If you have an adrenal, parathyroid or thyroid tumor, you may need to be seen by an endocrine surgeon. In these cases, we can refer you to the Mass General Endocrine Surgery Program for prompt evaluation.
Massachusetts General Hospital Endocrine and Osteoporosis Associates conducts diagnostic testing, including dynamic endocrine testing, to identify your endocrine condition. Our endocrinologists are skilled in recommending alternative therapies when other medications have been ineffective or caused side effects. We often manage ongoing care for patients, including onsite drug infusion.
Endocrine and Osteoporosis Associates is part of the Mass General Endocrine Unit, one of the largest such programs in the United States. Most of our Harvard Medical School physician-scientists are national leaders in basic or clinical research and play a major role in developing new treatments for endocrine disorders and osteoporosis. They also have extensive experience in treating other endocrine conditions, including genetic disorders related to mineral metabolism and rare diseases such as hypoparathyroidism.
Benjamin Leder, MD, has served as our medical director since 2008. Dr. Leder earned his medical degree from Harvard Medical School and completed his residency and clinical and research fellowships at Mass General. He has been active in endocrine research since 2000, and was elected to the American Society of Clinical Investigators, a prestigious honor society of physician-scientists, in 2011.
Our endocrinologists regularly conduct clinical trials, most commonly for osteoporosis. Patients are welcome to enroll in these trials, which often provide access to leading-edge treatments. The trials are independent of the clinical care delivered by Endocrine and Osteoporosis Associates, and participation is not required.

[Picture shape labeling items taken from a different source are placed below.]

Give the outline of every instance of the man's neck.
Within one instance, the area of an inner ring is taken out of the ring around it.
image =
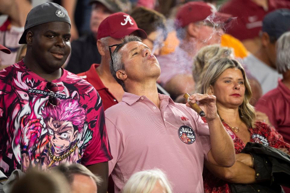
[[[290,70],[283,73],[283,84],[290,89]]]
[[[60,78],[63,73],[61,68],[53,72],[46,71],[41,65],[27,54],[23,59],[24,64],[29,70],[40,77],[48,81],[51,81]]]
[[[160,100],[156,80],[155,81],[148,81],[146,83],[131,82],[128,83],[126,85],[127,92],[138,96],[145,96],[160,108]]]
[[[264,62],[267,66],[273,68],[270,59],[266,56],[267,54],[263,50],[263,48],[260,48],[259,50],[253,54],[256,58]]]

For information on clinical trials that may be appropriate for you, please speak with your Endocrine and Osteoporosis Associates physician.
As part of an academic medical center, Endocrine and Osteoporosis Associates is committed to training the next generation of endocrinologists. Through the Endocrinology Fellowship Program, clinical fellows see patients alongside the attending physician and offer insight into patient care.

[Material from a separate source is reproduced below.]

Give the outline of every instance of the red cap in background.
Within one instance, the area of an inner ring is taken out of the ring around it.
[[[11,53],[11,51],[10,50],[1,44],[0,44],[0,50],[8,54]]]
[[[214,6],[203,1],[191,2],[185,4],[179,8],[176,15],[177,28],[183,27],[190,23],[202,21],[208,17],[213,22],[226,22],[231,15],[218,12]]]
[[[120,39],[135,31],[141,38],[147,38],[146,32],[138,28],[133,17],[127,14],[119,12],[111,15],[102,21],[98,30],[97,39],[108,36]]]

Hyperparathyroidism is caused by overactive parathyroid glands. Overactive parathyroid glands produce too much parathyroid hormones, which in turn stimulate increased levels of calcium in the blood stream.
Hypoglycemia is a condition characterized by a glucose (blood sugar) level that is too low to effectively fuel the body's blood cells.
Underactive parathyroid glands do not produce enough parathyroid hormones. This causes low levels of calcium in the blood.
Osteoporosis, or porous bone, is a disease in which there is a loss of bone mass and destruction of bone tissue, causing weakening of the bones in the hips, spine and wrists.